The late Satyadeow Sawh was reported as being convicted in Canada. Ms Teixeira did not address this issue. She chose to pick on the aspect of the report that suggested that Sawh was rejected by the Venezuelan Government. She was correct when she said that Sawh served as Guyana’s Ambassador to Venezuela for three years. What she did not say was that his recall was based on the fact that the information about his conviction reached Venezuelan ears after his accreditation.

I broke the story of Sawh’s conviction in Canada. I published his federal penitentiary number after the then Foreign Minister Clement Rohee kept denying the conviction. I had given him three weeks to verify the initial report of the conviction but like the ostrich, and like Gail Teixeira today, he refused to see the truth for what it was.

Now Ms Teixeira contends that Sawh did serve as Ambassador to Venezuela. I concur but I also say that Guyana was forced to recall him and that he had a conviction. I now want Ms Teixeira to deny those facts. I will do to her the same thing I did to Rohee more than two decades ago. I will bait her to call me a liar then spring the facts for all to see.

There is another thing that the politicians love to bandy about, and this has to do with the economy. Every day I hear that the economy is in a tailspin. People point to the decline in certain sectors. For example, sugar continues to do badly as do bauxite. These were once the top export earners. Also not performing as expected is the timber sector.

The performance decline did not begin yesterday. For example, Guyana built the Skeldon sugar factory to reduce production costs in the face of the cutback by the European Union. That new factory is still to perform more than a decade after its construction.
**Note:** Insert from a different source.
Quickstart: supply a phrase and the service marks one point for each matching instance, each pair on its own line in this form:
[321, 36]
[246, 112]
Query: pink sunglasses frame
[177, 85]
I expect to hear the coalition government being blamed for the poor performance of the factory.

In the timber sector we know that some foreign companies got huge concessions, both financial and otherwise. One can only imagine the loss to the economy because one particular timber company injected little or nothing for the concessions it received. The two vehicles seized can in no way compensate.

Yet this company, BaiShanLin, is heading to court to challenge the government’s decision to repossess the timber concessions. If I break a contract then I am liable to have the contract revoked. Perhaps BaiShanLin knows something that no one else knows.
What I do know is that the amount of money lost to the country by way of these tax concessions would have had the public servants smiling all the way to the bank. The political opposition would not have been there to stoke fire, although the very opposition hardly gave the public servants a thought.

One individual then contends that the economy has not declined, because gold is doing wonderfully well. I do remember how the previous government hugged the gold industry. Way back when, it actually forsook safety concerns to get Omai Gold Mines back on stream. Perhaps this was why it granted BaiShanLin gold concessions on the North West.

Economic decline is all around. Trinidad, the oil rich country is struggling with economic decline as in Venezuela, where there are reports of hunger. Jamaica is in the same bind with its dollar slipping almost daily. Barbados, too, is having its problems.
That being the case, why is it that the politicians at home want to make out that the coalition government is taking the economy along a downward slope?